Resultados e discussão
Os resultados obtidos a partir da resposta das participantes ao QEV foram analisados escore por escore. As pontuações obtidas demonstraram que há interferência das situações de racismo descritas no QEV na autopercepção das participantes sobre sua expressividade, nas atitudes frente a ele e diante de situações comunicacionais. De modo que, de maneira geral, o que se percebeu é que há influência negativa das opressões de raça/etnia e gênero na expressividade de mulheres negras, produzindo impacto na autopercepção, ação/atitude, expressão física e emocional. Os valores que analisamos quantitativamente são ultrajantes e delimitam uma violência tão silenciosa quanto o silenciamento que ela provoca. Estes achados puderam ser reiterados por meio da roda de conversa. No domínio de autopercepção, os relatos das participantes perpassam narrativas de dificuldade de autoaceitação durante a trajetória de vida e tentativas recorrentes de aprisionamento de suas individualidades em estereótipos negativos (agressividade, subalternidade e afins). Tais situações resultaram posteriormente em evitamentos e tentativas de adequação a um ideal branco inatingível. No domínio de ação/atitude, houve relatos relacionados à poda da comunicação, direta ou indiretamente, acerca de temáticas variadas, em ambientes com grupos majoritariamente brancos. É unânime entre as participantes maior conforto no diálogo entre pares. Outrossim, foram levantadas estratégias de combate ao silenciamento por parte das participantes. Com relação à repercussão nas expressões físicas e emocionais, foram relatados episódios de desconforto ao comunicar-se, como: tremor incontrolável; choro constante; crise de ansiedade; extremidades gélidas; calafrios; desejo de correr ou gritar; nó na garganta; aperto no peito; disfluência; tensão corporal; repressão interna, dentre outros. Os resultados evidenciam necessidade de um olhar direcionado à expressividade das mulheres negras e tais interdições impostas a partir do silenciamento, como uma questão de saúde pública que perpassa a sociabilidade em suas múltiplas dinâmicas.
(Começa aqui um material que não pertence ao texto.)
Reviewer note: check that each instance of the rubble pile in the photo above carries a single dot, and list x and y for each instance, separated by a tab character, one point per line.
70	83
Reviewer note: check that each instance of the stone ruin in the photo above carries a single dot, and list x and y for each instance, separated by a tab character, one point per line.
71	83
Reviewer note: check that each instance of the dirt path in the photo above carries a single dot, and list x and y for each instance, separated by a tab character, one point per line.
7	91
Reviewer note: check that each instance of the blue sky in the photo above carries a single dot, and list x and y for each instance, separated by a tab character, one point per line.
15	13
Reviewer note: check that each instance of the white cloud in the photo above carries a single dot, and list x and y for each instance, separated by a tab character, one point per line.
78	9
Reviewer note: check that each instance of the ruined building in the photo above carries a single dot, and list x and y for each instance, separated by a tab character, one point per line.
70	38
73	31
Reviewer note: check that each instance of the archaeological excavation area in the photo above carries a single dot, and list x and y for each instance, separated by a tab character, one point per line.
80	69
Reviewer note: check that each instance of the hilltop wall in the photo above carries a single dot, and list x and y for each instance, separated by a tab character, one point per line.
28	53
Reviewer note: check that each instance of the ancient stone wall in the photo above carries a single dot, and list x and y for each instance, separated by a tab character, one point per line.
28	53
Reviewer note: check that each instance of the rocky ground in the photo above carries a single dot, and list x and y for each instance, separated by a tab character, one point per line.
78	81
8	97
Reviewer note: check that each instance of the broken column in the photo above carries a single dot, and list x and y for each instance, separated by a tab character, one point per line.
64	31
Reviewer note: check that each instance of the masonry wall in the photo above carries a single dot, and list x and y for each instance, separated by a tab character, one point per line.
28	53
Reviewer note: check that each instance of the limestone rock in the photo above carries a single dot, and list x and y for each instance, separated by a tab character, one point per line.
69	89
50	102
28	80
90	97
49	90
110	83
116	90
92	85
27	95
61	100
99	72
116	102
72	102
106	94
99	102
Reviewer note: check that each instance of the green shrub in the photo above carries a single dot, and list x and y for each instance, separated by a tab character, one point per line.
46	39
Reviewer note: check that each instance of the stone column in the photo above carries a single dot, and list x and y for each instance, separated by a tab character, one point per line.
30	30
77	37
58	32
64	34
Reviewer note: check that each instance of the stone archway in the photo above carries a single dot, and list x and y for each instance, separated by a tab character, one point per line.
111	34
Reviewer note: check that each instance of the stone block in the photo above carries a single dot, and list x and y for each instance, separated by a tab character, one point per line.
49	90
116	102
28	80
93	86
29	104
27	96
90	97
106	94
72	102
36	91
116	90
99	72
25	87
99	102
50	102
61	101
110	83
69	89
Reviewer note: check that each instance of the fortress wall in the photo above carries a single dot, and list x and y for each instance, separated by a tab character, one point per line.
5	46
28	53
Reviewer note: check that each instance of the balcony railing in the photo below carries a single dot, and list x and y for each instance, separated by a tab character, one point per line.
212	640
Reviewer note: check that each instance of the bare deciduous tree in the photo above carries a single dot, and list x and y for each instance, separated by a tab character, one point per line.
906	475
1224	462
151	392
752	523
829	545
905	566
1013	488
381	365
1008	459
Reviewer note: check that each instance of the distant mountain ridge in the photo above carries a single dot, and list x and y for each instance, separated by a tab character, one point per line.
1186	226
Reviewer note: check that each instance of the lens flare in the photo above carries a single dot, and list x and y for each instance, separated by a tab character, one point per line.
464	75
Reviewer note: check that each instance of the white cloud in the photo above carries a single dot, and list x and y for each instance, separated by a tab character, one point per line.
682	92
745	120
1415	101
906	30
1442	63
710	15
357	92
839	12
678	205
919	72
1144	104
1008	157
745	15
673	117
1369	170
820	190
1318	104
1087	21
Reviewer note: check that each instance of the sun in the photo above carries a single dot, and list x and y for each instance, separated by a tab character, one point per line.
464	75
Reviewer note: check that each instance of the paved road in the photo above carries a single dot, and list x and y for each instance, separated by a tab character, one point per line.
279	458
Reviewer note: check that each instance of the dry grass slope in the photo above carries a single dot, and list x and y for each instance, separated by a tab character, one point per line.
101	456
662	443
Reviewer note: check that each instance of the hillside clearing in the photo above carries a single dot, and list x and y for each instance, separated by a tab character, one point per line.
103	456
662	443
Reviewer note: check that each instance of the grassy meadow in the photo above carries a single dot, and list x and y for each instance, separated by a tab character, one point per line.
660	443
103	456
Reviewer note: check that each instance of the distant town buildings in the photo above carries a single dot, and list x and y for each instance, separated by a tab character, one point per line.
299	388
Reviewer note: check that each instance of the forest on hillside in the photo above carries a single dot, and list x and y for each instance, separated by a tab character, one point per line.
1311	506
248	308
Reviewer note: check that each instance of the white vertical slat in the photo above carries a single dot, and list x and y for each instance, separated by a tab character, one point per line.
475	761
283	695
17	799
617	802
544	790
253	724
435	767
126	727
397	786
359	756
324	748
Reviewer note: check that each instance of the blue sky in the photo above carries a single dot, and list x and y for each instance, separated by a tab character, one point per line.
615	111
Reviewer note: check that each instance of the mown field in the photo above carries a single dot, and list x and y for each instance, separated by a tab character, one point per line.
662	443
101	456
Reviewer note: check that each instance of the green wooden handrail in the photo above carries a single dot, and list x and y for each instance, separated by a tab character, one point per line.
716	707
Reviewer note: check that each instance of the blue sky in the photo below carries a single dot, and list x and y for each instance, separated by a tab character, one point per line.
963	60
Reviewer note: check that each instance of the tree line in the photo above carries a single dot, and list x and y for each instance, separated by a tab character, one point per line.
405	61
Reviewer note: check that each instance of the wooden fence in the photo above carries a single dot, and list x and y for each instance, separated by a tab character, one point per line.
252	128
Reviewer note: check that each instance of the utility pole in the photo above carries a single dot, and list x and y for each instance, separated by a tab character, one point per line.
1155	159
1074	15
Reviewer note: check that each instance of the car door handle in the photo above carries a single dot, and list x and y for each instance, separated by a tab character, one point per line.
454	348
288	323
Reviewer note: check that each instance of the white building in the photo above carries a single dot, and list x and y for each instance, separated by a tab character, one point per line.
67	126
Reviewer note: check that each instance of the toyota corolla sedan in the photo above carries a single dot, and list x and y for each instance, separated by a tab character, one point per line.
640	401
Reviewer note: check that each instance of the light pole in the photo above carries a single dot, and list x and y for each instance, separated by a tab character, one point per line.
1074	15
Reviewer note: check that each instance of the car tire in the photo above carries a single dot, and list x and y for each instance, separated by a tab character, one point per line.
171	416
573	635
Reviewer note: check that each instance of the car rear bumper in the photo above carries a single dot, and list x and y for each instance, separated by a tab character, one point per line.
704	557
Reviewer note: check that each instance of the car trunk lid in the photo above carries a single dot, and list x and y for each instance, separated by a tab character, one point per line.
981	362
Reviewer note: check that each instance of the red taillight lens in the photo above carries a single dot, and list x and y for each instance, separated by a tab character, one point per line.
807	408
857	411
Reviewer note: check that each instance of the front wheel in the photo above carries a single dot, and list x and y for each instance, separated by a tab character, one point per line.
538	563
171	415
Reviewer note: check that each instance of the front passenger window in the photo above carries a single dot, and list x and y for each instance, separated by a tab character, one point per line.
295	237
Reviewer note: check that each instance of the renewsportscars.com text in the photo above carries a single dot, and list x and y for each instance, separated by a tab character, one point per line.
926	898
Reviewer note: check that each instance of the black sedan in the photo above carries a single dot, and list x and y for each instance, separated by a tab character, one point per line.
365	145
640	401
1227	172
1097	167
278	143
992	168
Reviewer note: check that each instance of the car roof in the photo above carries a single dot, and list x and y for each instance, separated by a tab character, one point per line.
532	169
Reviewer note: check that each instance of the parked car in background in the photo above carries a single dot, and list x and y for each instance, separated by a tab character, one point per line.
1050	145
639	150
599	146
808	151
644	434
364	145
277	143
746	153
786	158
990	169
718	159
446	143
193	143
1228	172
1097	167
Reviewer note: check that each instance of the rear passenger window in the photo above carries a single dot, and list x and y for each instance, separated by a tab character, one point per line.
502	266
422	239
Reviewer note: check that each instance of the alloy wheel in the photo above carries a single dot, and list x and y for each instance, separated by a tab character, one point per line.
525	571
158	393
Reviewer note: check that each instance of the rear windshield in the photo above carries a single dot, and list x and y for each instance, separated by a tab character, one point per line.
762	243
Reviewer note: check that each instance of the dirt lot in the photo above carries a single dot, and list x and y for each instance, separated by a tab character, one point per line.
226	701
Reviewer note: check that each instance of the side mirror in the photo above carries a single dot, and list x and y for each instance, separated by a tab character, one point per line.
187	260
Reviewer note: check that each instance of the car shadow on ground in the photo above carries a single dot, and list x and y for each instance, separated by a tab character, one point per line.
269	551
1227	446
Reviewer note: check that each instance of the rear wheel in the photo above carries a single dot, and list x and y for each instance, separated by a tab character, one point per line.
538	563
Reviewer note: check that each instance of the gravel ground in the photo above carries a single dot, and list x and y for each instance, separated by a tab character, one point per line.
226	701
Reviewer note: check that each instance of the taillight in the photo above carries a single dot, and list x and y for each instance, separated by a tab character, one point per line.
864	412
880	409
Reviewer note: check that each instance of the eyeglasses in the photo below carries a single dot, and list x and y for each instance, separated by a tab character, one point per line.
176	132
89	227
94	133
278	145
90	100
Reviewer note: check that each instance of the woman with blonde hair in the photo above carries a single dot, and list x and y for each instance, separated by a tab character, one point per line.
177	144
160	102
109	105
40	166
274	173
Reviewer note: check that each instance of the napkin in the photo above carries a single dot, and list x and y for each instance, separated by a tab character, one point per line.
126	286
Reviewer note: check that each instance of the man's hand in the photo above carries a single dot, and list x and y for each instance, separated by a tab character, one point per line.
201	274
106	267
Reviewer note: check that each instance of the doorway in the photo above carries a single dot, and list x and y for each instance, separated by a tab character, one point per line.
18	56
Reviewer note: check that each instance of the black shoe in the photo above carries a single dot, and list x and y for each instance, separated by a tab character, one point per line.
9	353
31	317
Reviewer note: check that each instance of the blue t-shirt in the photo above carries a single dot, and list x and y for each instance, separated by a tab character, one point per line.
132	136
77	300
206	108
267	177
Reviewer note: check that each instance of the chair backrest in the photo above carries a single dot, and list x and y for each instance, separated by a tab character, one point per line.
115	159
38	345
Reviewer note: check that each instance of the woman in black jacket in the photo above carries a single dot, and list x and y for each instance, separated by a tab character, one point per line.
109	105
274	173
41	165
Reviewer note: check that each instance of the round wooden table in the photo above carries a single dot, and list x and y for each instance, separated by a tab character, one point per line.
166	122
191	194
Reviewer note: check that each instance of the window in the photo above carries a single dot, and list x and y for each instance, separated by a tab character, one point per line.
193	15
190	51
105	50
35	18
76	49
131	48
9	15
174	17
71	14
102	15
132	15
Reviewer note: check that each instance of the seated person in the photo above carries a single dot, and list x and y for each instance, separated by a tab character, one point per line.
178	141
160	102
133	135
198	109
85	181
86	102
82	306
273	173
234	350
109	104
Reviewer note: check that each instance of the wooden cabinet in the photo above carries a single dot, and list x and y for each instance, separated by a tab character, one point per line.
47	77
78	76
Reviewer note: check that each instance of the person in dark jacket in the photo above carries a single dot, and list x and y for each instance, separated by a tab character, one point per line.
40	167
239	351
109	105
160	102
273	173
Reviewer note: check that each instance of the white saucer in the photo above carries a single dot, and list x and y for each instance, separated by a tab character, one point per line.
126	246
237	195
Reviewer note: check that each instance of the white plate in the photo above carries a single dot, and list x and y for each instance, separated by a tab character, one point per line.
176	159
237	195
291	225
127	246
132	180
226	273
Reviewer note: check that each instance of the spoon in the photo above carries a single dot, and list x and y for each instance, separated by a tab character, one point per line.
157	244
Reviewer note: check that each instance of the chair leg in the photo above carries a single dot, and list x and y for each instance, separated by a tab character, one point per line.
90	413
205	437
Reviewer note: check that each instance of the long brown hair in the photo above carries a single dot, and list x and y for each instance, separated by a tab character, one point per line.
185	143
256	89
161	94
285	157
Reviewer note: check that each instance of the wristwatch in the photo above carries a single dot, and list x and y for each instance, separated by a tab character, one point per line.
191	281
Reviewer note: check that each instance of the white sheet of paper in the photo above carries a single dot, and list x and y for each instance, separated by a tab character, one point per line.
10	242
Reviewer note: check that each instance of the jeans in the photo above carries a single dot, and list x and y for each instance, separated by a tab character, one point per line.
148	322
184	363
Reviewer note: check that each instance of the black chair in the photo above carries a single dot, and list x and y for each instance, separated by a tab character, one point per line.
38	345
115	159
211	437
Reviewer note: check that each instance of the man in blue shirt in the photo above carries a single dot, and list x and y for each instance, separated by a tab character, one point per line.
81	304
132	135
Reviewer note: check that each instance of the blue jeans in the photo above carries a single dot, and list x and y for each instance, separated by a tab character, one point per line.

Conclusões/Considerações finais
Urge a necessidade de profissionais de saúde se engajarem nos esforços para combater as consequências geradas pelo racismo estrutural. A interdisciplinaridade em saúde pode ser um caminho importante e necessário para (re)pensar as práticas de cuidado com relação às mulheres negras, desmistificando a ideia de que apenas o sofrimento advindo da violência física é capaz de ser adoecedor. O contato com o racismo, sexismo, homofobia, transfobia e demais formas de opressão/violência é produtor de adoecimento e deve ser posto em pauta quando se trata da expressividade.